Telephone confidentiality: At times, I may telephone you for purposes such as appointments, cancellations or to give/receive information. In the effort to maintain confidentiality please list the telephone numbers I may contact you at/or leave a message at with my name to identify myself and appointment information on the number/s in the download and print form above.
Billing Policy
By signing below, you authorize Julie M. Paquette, LCSW, to provide a diagnosis, treatment plan, and other identifying data, by fax, email, U.S. mail, or phone, to your insurance provider(s) for billing purposes and to Billing Process Services.
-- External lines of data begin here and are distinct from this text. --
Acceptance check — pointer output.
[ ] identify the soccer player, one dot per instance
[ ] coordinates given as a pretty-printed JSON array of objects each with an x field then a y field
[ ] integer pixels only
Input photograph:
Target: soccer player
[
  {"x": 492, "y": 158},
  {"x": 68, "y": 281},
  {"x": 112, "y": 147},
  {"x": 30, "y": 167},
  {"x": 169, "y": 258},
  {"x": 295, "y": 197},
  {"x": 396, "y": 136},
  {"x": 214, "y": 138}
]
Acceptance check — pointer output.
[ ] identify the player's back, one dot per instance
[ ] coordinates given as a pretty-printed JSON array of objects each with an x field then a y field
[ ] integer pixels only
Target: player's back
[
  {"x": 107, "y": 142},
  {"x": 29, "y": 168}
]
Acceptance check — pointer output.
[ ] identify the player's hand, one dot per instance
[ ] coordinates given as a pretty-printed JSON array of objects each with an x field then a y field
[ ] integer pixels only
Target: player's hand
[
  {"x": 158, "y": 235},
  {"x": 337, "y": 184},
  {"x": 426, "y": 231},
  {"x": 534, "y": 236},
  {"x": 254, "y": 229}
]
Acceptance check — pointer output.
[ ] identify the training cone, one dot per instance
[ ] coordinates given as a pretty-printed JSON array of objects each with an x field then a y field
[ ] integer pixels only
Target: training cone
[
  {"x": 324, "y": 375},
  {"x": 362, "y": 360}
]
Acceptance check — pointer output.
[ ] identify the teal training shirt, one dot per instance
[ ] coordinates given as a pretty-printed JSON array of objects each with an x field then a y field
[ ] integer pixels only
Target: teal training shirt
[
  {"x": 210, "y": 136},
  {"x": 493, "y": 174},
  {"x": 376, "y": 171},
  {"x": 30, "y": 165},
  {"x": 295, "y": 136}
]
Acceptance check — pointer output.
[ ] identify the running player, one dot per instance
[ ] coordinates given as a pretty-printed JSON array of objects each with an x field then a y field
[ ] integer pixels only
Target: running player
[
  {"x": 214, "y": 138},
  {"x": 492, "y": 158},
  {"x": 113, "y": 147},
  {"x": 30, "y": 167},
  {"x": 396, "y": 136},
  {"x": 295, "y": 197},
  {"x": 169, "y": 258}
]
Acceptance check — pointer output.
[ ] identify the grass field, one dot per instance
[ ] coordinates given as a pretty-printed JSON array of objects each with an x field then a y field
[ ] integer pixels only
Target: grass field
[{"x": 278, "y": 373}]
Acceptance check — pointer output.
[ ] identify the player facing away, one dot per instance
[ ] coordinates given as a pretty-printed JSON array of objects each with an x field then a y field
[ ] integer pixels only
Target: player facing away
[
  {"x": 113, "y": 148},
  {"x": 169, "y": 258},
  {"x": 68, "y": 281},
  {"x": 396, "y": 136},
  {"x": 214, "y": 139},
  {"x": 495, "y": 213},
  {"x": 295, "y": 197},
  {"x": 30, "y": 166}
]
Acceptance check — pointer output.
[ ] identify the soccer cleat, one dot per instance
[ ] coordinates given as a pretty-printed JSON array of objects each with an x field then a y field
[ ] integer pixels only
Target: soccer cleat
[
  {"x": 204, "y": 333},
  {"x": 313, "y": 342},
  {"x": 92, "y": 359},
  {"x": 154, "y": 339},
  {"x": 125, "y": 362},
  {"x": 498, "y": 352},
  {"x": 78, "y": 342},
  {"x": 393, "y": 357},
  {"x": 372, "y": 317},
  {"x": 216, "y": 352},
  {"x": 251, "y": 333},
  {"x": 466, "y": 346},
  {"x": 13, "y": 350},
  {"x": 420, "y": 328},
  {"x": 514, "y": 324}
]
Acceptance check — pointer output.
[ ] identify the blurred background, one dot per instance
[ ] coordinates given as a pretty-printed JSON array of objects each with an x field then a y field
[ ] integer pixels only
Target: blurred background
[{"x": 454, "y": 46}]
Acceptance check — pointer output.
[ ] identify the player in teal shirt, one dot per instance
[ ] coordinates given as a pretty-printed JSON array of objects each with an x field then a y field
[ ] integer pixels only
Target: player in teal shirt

You understand that you are financially responsible for services not collected from your insurance.
Consent for treatment
Your signature below indicates that you have read this Agreement and the Notice of Privacy Practices and agree to their terms and consent for treatment. You understand the limits to confidentiality required by law. You understand the fee to be paid per session and your rights and responsibilities as a client. You are free to end treatment at any time you wish.